2.3.1. Le syndrome d'insularité
Depuis plusieurs générations, « Les
insulaires s'enorgueillissent de l'oeuvre de colonisation de leur parents,
grands-parents et arrière-grands-parents. C'est l'identité de la
majorité des insulaires : le fait d'être colon de Juan
Fernández. Ce discours s'établit vis-à-vis de leur
relation au continent. Selon cette pensée, les insulaires sont des
héros nationaux qui se sont sacrifiés, tout au long d'une
histoire difficile, pour que les Chiliens puissent dire que ces îles
[...] leur appartiennent. Le continent (tant l'Etat que les citoyens chiliens)
aurait une dette envers les insulaires, ce qui justifie la perception de
bénéfices en rétribution de leurs efforts et non par
charité. Cette perception permet de maintenir une image positive de
soi-même. De cette façon, l'identité servirait, non
seulement à affirmer un sentiment communautaire mais aussi à
maintenir une image positive de soi dans la lutte contre l'isolement insulaire.
Ce discours identitaire assoit un argument de poids (à partir du moment
où il est accepté par l'Etat) pour obtenir des
bénéfices importants qui ont permis une amélioration de la
qualité de vie. Par exemple : le subside de 50% de l'énergie
électrique, des coûts avantageux pour les communications
téléphoniques, des subsides pour le transport maritime, pour le
transport de personnes et de chargement... [...] La logique culturelle
s'articule, depuis ses origines dans une relation de fidélité
culturelle et de dépendance économique avec le continent. Cela se
reflète dans le maintien de certains aspects culturels continentaux
(cuisine, esthétique, musique) et dans l'attitude demandeuse et passive
face à l'Etat, duquel les insulaires exigent des ressources et des
subsides [...]. Dans ce contexte, le discours identitaire sert comme outil
idéologique qui soutient et justifie cette attitude vis-à-vis de
l'Etat. » (Brinck, 2005)
Plus récemment, et au fur et à mesure de la
contraction de la distance avec le continent, l'identité des habitants
se reconstruit sur base d'une opposition entre insulaires et continentaux.

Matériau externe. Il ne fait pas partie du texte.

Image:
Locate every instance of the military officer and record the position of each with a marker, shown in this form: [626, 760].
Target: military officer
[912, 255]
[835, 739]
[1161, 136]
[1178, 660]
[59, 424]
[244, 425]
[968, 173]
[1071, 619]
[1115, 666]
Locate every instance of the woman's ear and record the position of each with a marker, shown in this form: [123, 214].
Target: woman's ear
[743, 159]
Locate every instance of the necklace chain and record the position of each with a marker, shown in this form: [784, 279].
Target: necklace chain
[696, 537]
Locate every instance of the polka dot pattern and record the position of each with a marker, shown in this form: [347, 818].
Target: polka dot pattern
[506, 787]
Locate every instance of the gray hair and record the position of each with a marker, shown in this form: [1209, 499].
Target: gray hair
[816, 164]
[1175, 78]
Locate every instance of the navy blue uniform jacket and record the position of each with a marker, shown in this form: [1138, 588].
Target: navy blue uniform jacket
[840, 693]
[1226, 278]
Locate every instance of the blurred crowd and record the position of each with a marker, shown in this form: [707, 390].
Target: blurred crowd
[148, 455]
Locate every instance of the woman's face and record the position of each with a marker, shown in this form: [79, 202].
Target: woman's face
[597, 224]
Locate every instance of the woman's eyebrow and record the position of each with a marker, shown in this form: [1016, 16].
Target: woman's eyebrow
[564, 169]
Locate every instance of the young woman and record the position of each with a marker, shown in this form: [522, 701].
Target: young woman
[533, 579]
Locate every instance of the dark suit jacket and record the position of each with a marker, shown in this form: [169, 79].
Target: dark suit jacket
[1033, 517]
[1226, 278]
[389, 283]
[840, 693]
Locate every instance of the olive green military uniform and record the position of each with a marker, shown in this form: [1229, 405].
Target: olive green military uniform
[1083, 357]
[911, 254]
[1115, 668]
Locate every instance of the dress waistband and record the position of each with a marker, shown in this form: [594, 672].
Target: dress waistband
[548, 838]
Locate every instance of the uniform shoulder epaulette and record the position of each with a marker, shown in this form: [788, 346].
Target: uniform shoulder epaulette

Dans ce contexte de modernisation, le nouveau discours
stigmatise les insulaires (dénommés « endémiques
») et les continentaux et étrangers en général
(dénommés « plastiques »). « Dans ce discours
apparaît quelque chose qui n'était pas présent chez les
générations antérieures. Celui-ci découle de
l'acceptation et de l'identification au statut de Parc national et de
Réserve de biosphère. Ainsi, les insulaires se dénomment
« Endémiques » (les plus sélectionnés de la
nature, qui doivent être protégés) en opposition aux «
plastiques » (tout le côté faux, synthétique,
imitation, éphémère et jetable de la civilisation). [...]
Dans la catégorie des « plastiques », on retrouvera : les
continentaux qui arrivent sur l'île pour le travail mais s'investissent
de façon médiocre, les touristes, les continentaux qui
achètent des terrains, généralement les mieux
situés (cette thématique est très sensible pour les
insulaires : Bienes Nacionales (c.-à-d. le Ministère du
Patrimoine National) n'a pas développé de norme spécifique
pour l'île Robinson Crusoe. Ainsi, les terrains des colons ont
été subdivisés et les habitants paient pour les utiliser).
Comme souvent, les insulaires manquent d'argent pour acheter des terrains, et
comme ils ne veulent souvent pas payer (parce qu'ils considèrent que ces
terrains leurs appartiennent de fait), ce sont les continentaux qui
accèdent aux terres, y installent des projets touristiques ou des
résidences de vacances. » (Brinck, 2005)
Globalement, les discours identitaires (anciens et nouveaux)
se construisent en relation à l'extérieur. Mais, lorsque
l'isolement géographique était plus fort, le discours identitaire
était orienté dans une relation étroite et favorable,
alors que dans le mouvement de décloisonnement et d'insertion dans le
monde globalisé (réduisant l'isolement géographique et
culturel), le discours identitaire s'oriente vers une forme de rejet de
l'« autre », perçu comme facteur perturbateur.